E poi c’è il resto: il problema della mobilità e dei trasporti. Ho un lavoro, bello, interessante, gratificante. Fruisco di tecnologie assistive, godo di accessibilità strutturale e strumentale. Ho la collaborazione dei miei colleghi. Ma poi come ci arrivo sul posto di lavoro?
Essendo impiegato nella fornitura di servizi informatici ad amministrazioni pubbliche ed enti privati, per anni ho dovuto fare i conti con l’assenza di un luogo fisso di lavoro. Mi recavo presso il cliente per la produzione e l’implementazione di software. Quindi, per fortuna, a volte mi capitava di essere dislocato, anche per qualche anno, presso clienti comodi da raggiungere con i mezzi pubblici. Ma altre volte, le più numerose, dovevo attraversare la città per arrivare a destinazione: un viaggio ogni volta, e questo è abbastanza pesante.

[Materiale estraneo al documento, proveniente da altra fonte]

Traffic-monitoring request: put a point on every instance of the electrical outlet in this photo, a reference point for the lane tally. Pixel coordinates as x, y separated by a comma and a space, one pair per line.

Da sempre mi muovo da solo, sono piuttosto autonomo con il mio bastone, ovviamente però su percorsi che conosco bene. Nel tempo ho elaborato la mia strategia per recarmi in un posto nuovo. La prima volta mi faccio accompagnare con i mezzi pubblici da una persona di fiducia. Poi per i tre o quattro giorni successivi sfrutto i colleghi per imparare la strada dalla fermata dell’autobus o della metropolitana alla sede di lavoro. E alla fine diventa una specie di automatismo, perché ho costruito i miei punti di riferimento. Certo, è abbastanza faticoso, anche perché ti puoi trovare in situazioni difficili, possono capitare degli imprevisti, come un ostacolo nuovo lungo il percorso, un autobus che si rompe, la metropolitana che si ferma.
In genere sono abbastanza bravo ad orientarmi. Negli ultimi nove anni di peregrinazioni tra treni, metropolitane e autobus, solo un paio di volte in tutto avrò sbagliato fermata. Ma sto anche molto attento. Sugli autobus, ad esempio, è difficile trovare gli annunci vocali, e allora memorizzo la curva che il mezzo fa prima della fermata a cui devo scendere. Oppure uso i mezzi tecnologici, credo infatti di essere stato uno dei primi a sfruttare il localizzatore dello smartphone. E poi chiedo aiuto alle persone che incontro.
Nel tempo, mi sono trovato ad affrontare tutti i possibili imprevisti e me la sono sempre sbrigata al meglio, perché fondamentalmente sono in grado di relazionarmi con le persone, non ho nessuna vergogna a farlo. Io dico sempre che, se mi copro è perché non voglio dar fastidio agli altri, altrimenti andrei in giro completamente nudo! Sono del tutto privo di senso del pudore e questo mi ha sempre aiutato molto nella vita.
Poi ognuno di noi deve fare anche i conti con le proprie forze. E con l’età inizio ad essere stanco anch’io. Il posto dove lavoro adesso è distante cinque chilometri in linea d’aria dalla mia abitazione, con la macchina ci si mette un quarto d’ora quando non c’è nessuno, mezz’ora quando c’è traffico, ma farlo con i mezzi pubblici significa attraversare un vero e proprio girone dell’inferno! Dovrei prendere il trenino, due metro, un autobus e fare un pezzo a piedi: un incubo, e per soli cinque chilometri. E allora mi sono arreso. Mia moglie al momento non lavora, e quindi in questo periodo è lei ad accompagnarmi in macchina. Quando invece ha degli impegni vado da solo, ma questo significa stare due ore per strada sui mezzi pubblici.
Andare al lavoro in autonomia ha sempre rappresentato, per me, un punto d’onore di tutta la mia vita. Ma a un certo punto bisogna anche fare i conti con le proprie forze e mollare; non è una sfida. E quando mia moglie tornerà a lavorare, vedrò cosa fare.